The Supreme Court has another opportunity to determine who defines marriage, but an ADF attorney asserts it's not a last-chance situation.
Supreme Court justices are meeting in a conference to determine whether to consider appeals court rulings on five state marriage laws and constitutional amendments defining marriage as those between one man and one woman.
Last October, the court refused to hear appeals from seven other states.
If the court again refuses to hear the cases, attorney Caleb Dalton of Alliance Defending Freedom (ADF) says, "That would just leave in place these decisions by the federal courts that have upheld the states' laws, specifically in Kentucky, Michigan, Ohio, Tennessee and Louisiana. It would also leave in place some confusion because other federal courts have ruled the other way, so there would be kind of a split amongst the federal courts."
That confusion would affect the states where marriage amendments have been overturned as unconstitutional and same-gender pairs could continue to marry.
"Regardless of what they decide, it won't be the end of the story," Dalton adds.

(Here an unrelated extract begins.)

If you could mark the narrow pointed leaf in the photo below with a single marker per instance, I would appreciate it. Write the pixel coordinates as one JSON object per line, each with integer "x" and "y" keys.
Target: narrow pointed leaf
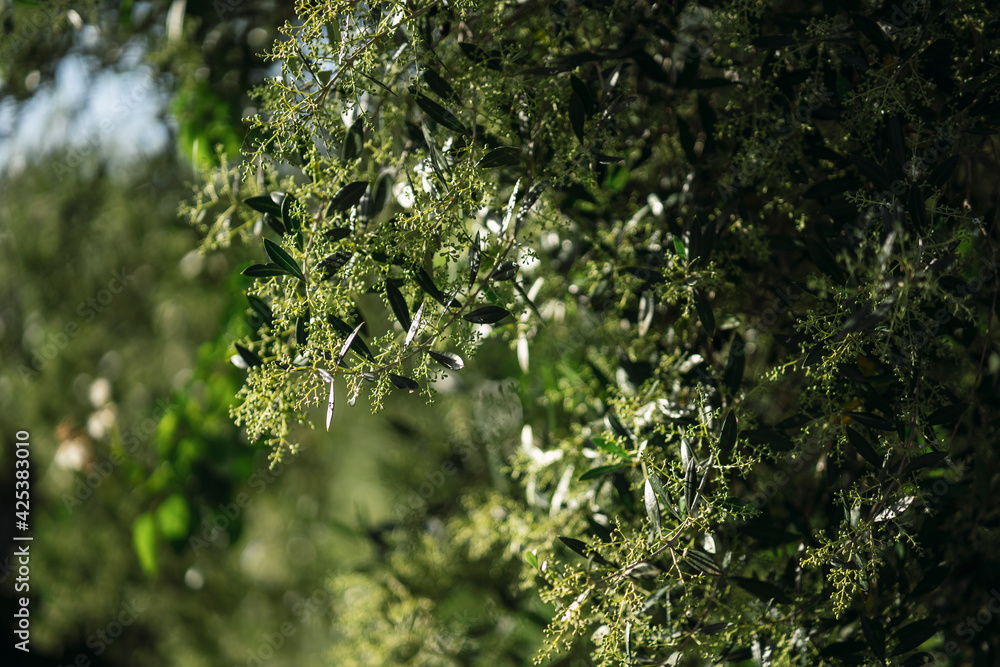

Other cases are coming up from the Fifth and Eleventh Circuits, so this is another instance where the Supreme Court has an opportunity to step in and reaffirm, as it did in the Windsor decision, that this is an issue for the states to decide and that states have the freedom to affirm marriage between a man and a woman.
Regarding the Fifth Circuit Court of Appeals decision, a traditional values group is confident that the marriage laws of three states will be upheld.
The New Orleans-based court is hearing arguments today on federal court rulings overturning constitutional marriage amendments.
"The tradition, until recently, had been adopted by all governments and major religions of the world," notes Jonathan Saenz of Texas Values. "That's how settled the issue of marriage has been in our country and in our world. And in Texas we dealt with this issue before and settled it at the polls the way it should, when voters voted 76 percent in 2005."
Saenz contends, "It's really a shame that all of that legitimate work could be undone by the stroke of a pen of a few federal court judges, but I think that a lot of people and a lot of legal experts believe and agree that the federal Fifth Circuit Court of Appeals will rule in favor of state marriage laws. That will be for Texas, that will be for Louisiana and Mississippi, and that will be a significant turning point in the debate and the discussion on this issue."
Saenz adds that homosexuals claim equality as the overpowering argument, but in states where same-gender "marriage" is legal, it is used as a battering ram against Christians and Christian-owned businesses. He suggests that is hardly equality.
The Supreme Court could issue a decision as early as Monday as to whether it will hear the latest appeals to arrive at the court.